Alih-alih mengabaikan risiko, panel seharusnya mendengarkan suara masyarakat sipil dan komunitas, mendorong industri untuk memegang prinsip kunci dan memastikan bahwa penghentian mendesak terhadap bahan bakar fosil dan transisi energi adil, berkeadilan, dan transformatif.

Panel seharusnya membuat standar lingkungan dan sosial hak asasi manusia internasional sebagai dasar mutlak dan menjelaskan bahwa mereka harus diikuti.

Panel juga harus mendorong pemerintah dan perusahaan untuk memastikan partisipasi nyata komunitas, kelompok masyarakat sipil, dan serikat pekerja dalam pengambilan keputusan dan diplomasi mineral kritis.

Selain itu, perlu ada transparansi yang lebih besar, termasuk pengungkapan memorandum pengertian tentang mineral kritis antara pemerintah, pendapatan pertambangan, dan aktor di rantai pasokan.
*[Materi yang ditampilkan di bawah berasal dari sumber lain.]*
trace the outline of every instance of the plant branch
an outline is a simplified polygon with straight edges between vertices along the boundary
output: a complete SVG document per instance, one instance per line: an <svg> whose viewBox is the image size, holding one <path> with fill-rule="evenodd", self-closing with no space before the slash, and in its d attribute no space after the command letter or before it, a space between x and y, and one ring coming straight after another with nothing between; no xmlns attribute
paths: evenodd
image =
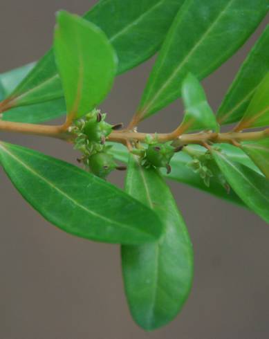
<svg viewBox="0 0 269 339"><path fill-rule="evenodd" d="M72 136L66 129L66 124L60 126L48 126L0 120L0 131L50 136L68 140L72 138Z"/></svg>
<svg viewBox="0 0 269 339"><path fill-rule="evenodd" d="M68 129L70 125L70 119L68 119L64 125L59 126L33 125L0 120L0 131L48 136L66 141L71 141L75 138L75 136L68 131ZM255 140L269 137L269 129L252 132L231 131L227 133L216 133L207 131L180 135L182 132L183 130L179 127L171 133L158 134L158 139L160 143L174 141L175 145L187 144L204 145L208 143L226 143L236 145L238 143L241 141ZM131 141L138 140L143 142L149 134L154 138L156 135L155 134L139 133L127 129L113 131L107 140L109 141L127 145Z"/></svg>

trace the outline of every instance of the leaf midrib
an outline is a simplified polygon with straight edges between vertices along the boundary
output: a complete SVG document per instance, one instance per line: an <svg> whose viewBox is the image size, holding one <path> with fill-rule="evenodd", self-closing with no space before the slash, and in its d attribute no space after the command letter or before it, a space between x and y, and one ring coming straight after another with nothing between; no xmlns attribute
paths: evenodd
<svg viewBox="0 0 269 339"><path fill-rule="evenodd" d="M111 36L109 39L110 42L113 42L114 40L118 39L120 35L122 35L123 33L128 31L131 27L136 25L138 22L142 21L145 17L147 16L151 11L154 10L157 7L158 7L162 3L163 3L164 0L159 1L155 5L153 5L150 7L147 10L146 10L142 15L140 15L135 20L131 21L129 25L126 26L123 29L118 32L113 36Z"/></svg>

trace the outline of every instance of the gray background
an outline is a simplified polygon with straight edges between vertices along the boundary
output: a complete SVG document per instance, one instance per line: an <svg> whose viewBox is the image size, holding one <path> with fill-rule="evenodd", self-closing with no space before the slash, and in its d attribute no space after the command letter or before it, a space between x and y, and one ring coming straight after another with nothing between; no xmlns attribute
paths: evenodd
<svg viewBox="0 0 269 339"><path fill-rule="evenodd" d="M82 13L95 2L1 0L0 73L44 54L52 42L56 10ZM204 82L214 109L265 25ZM117 79L103 105L111 121L127 123L130 119L152 62ZM141 129L171 130L180 111L176 102ZM75 152L60 141L3 133L1 138L75 163ZM113 181L122 185L121 175L113 174ZM0 180L1 339L268 338L269 228L258 217L171 184L194 246L194 282L181 314L149 333L129 315L118 246L58 230L21 199L1 170Z"/></svg>

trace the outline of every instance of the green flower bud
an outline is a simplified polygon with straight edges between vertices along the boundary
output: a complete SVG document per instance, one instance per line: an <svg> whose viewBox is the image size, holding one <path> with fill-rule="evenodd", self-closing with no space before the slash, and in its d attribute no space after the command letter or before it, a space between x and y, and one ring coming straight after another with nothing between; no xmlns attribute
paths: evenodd
<svg viewBox="0 0 269 339"><path fill-rule="evenodd" d="M149 145L146 150L146 158L156 167L167 167L174 154L174 147L168 143L156 143Z"/></svg>
<svg viewBox="0 0 269 339"><path fill-rule="evenodd" d="M100 152L90 156L89 166L93 174L104 178L117 167L117 164L115 163L113 156Z"/></svg>
<svg viewBox="0 0 269 339"><path fill-rule="evenodd" d="M95 110L86 118L82 132L86 135L89 141L102 142L111 133L112 126L104 121L105 116L99 111Z"/></svg>

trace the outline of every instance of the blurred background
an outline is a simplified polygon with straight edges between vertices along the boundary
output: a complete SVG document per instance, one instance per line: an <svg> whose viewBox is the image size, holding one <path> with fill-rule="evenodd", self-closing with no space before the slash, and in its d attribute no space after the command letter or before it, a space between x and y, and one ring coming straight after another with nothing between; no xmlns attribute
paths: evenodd
<svg viewBox="0 0 269 339"><path fill-rule="evenodd" d="M52 43L57 10L82 14L96 2L1 0L0 73L43 55ZM268 17L239 53L203 82L214 109L266 22ZM128 122L153 62L117 78L102 105L111 122ZM171 131L181 112L178 101L140 129ZM1 139L75 163L75 152L59 140L3 133ZM119 247L59 231L22 199L1 169L0 180L0 338L268 338L269 227L257 216L170 183L194 244L194 282L176 319L146 333L128 310ZM113 174L111 181L122 187L122 173Z"/></svg>

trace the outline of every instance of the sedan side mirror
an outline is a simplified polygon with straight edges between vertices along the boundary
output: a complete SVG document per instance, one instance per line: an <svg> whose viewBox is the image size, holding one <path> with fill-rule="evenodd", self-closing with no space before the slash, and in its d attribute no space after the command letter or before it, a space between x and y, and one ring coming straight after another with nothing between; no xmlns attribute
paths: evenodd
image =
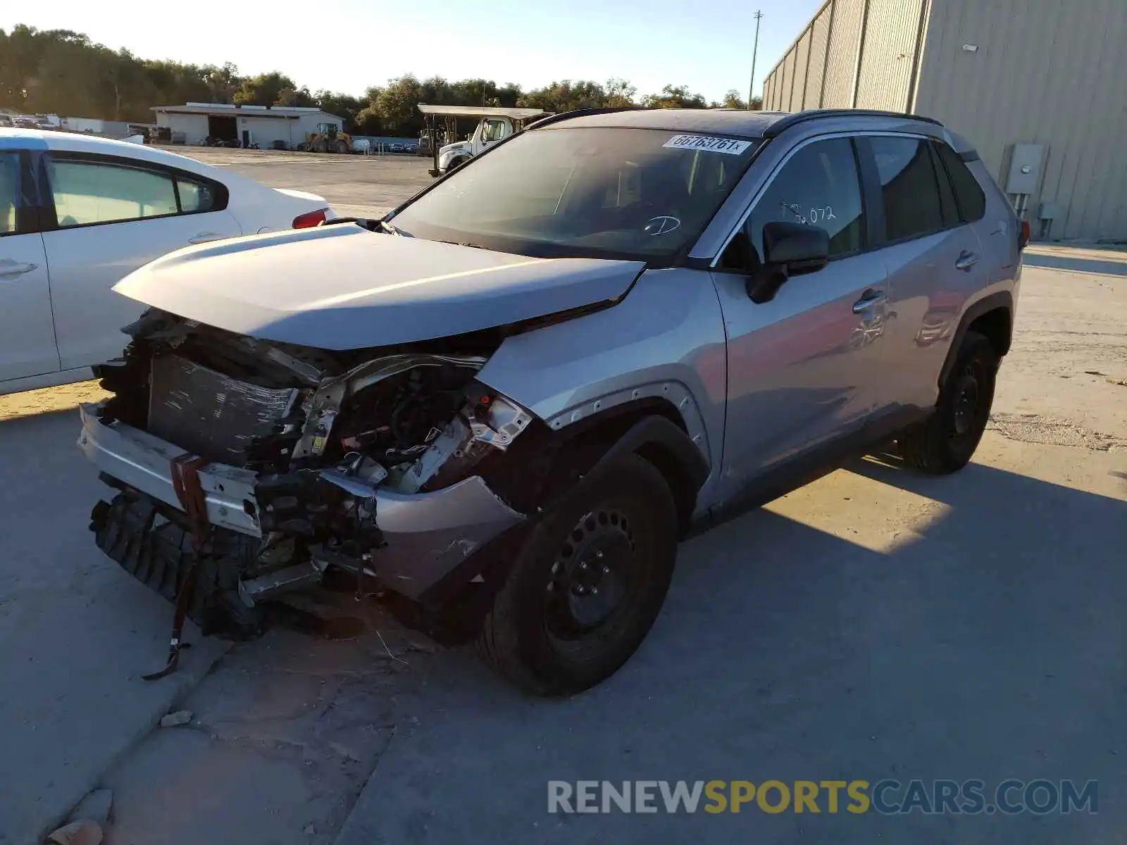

Panel itu sendiri seharusnya mengungkapkan siapa yang mendanai kerjanya, siapa yang membuat keputusan, dan siapa yang menjadi perancang dokumen hasilnya.

Panel seharusnya menjelaskan reformasi kebijakan dan hukum yang lebih luas yang diperlukan untuk memastikan bahwa ekstraksi mineral menghasilkan manfaat yang nyata bagi masyarakat lokal dan berkontribusi pada peningkatan hak-hak ekonomi dan sosial yang signifikan di negara-negara produsen. Panel tersebut harus mendorong kebijakan pajak progresif dan fiskal dan merekomendasikan reformasi kerangka investasi dan perdagangan internasional – seperti mengakhiri penggunaan arbitrase investasi rahasia – yang mengganggu hak asasi manusia dan kewajiban lingkungan pemerintah.

Panel juga harus mendorong kebijakan yang akan mengurangi jumlah tambang baru secara keseluruhan. Kebijakan semacam itu harus mensyaratkan daur ulang dan penggunaan kembali untuk meningkatkan solusi ekonomi “lingkar” dan mengurangi penggunaan energi oleh aktor emisi tinggi, termasuk dengan memperluas transportasi publik dan meningkatkan efisiensi energi, dengan tujuan untuk memungkinkan energi yang adil, efisien, dan memadai bagi semua.

Akhirnya, panel seharusnya menyarankan jalan keluar ketika komunitas merasa hak-hak mereka dilanggar oleh pertambangan. Sistem PBB saat ini tidak memiliki badan yang memantau dan menyelidiki pelanggaran hak dalam pertambangan secara sistematis.

Sekretaris Jenderal dan pejabat senior PBB lainnya seharusnya berkonsultasi dengan kelompok-kelompok masyarakat sipil tentang opsi bagi badan internasional yang kredibel yang akan memantau dan menyelidiki pelanggaran hak asasi manusia yang terjadi dalam konteks pertambangan untuk transisi energi.

Penghapusan cepat dari bahan bakar fosil dan transisi yang adil diperlukan, dan tidak ada pembenaran untuk penundaan. Panel PBB seharusnya membantu mewujudkannya dengan mengakui dan mengatasi kerusakan serius yang disebabkan oleh pertambangan dan menjelaskan seperti apa transisi yang benar-benar adil dapat terlihat.

Pendapat yang disampaikan dalam artikel ini adalah milik penulis sendiri dan tidak selalu mencerminkan sikap editorial Al Jazeera.